Case Summary: An elderly gentleman presented to clinic with his caregiver who expressed significant frustration because the patient had become more argumentative and confused over the preceding few months. The patient had several unwitnessed falls, was no longer completing his daily responsibilities like cleaning, and endorsed visual hallucinations. Objectively, he was oriented to self only, had no signs of parkinsonism on exam, had a normal gait and was unintentionally losing weight because he was no longer eating regularly. He was diagnosed with Lewy Body Dementia and eventually transitioned to a long-term care facility.


Tips on completing a history and physical for a patient with dementia:

  1. Separate the caregiver and patient. Be direct and explain that you do this with all of your patients. Spend time 1:1 with both the patient and the caregiver. Discuss caregiver burnout and additional resources available in your community such as short-term respite. Even if the patient cannot answer many questions, you can ask them short, direct questions like “Is anyone hurting you?” 
  2. Assess function. Ask the patient to describe their morning routine to assess ADLs (ex. bathing, toileting, eating, grooming, etc) and then their afternoon routine to assess for IADLs (ex. cooking, shopping, paying bills, housework, etc). The get-up-and-go test is a good screening test for frailty.
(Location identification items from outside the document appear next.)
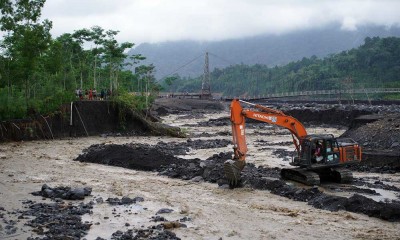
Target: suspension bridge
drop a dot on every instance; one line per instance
(205, 93)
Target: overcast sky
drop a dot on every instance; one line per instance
(164, 20)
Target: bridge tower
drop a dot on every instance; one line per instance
(205, 86)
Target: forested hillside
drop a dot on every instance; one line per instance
(270, 50)
(376, 63)
(38, 72)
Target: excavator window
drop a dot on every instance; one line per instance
(332, 156)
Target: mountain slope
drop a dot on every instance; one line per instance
(270, 50)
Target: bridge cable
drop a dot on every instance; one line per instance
(231, 63)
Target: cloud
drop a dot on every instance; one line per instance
(167, 20)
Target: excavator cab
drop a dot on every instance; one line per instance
(325, 145)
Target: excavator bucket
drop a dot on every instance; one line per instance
(232, 170)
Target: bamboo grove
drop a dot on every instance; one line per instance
(38, 72)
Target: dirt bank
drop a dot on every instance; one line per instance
(82, 119)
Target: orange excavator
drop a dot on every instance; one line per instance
(317, 156)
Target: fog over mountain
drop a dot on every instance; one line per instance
(186, 58)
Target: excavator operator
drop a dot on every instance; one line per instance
(318, 152)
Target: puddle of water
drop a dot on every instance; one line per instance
(107, 219)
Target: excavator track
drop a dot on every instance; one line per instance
(341, 175)
(301, 175)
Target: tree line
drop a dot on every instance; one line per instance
(38, 72)
(375, 64)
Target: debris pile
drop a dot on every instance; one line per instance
(66, 193)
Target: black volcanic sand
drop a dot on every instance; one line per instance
(154, 158)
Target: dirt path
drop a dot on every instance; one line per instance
(215, 213)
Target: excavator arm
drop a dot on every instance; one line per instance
(233, 168)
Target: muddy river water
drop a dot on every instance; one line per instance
(212, 212)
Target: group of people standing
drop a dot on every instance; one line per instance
(92, 94)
  3. Assess cognition. The mini-cog is a quick screening test for cognitive impairment and includes 3-item recall and clock drawing. If it’s positive, the MOCA can be a useful way to assess the severity of impairment. However, the MOCA was developed and studied in patients from Western cultures with high levels of education. For patients with limited English proficiency and low literacy, results may not accurately reflect the patient’s cognitive status.
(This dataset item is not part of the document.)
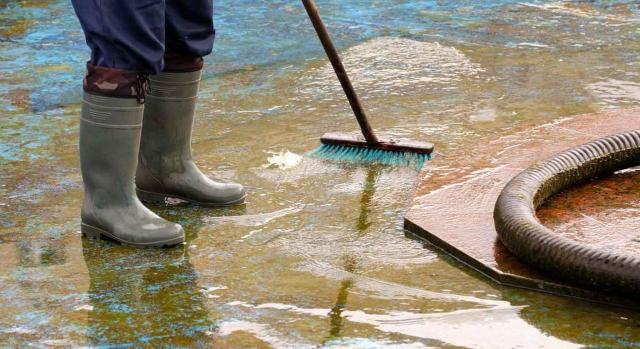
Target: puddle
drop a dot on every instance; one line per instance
(318, 256)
Provide Support and Resources! Remember to utilize your clinic, health system, and community resources. Keep in mind that undocumented patients are not eligible for many government programs like SSI (Supplemental Security Income) and IHSS (In-Home Support Services). In California, consider referring elderly or disabled low-income patients who are undocumented to CAPI (Cash Assistance Program for Immigrants) for supplemental income.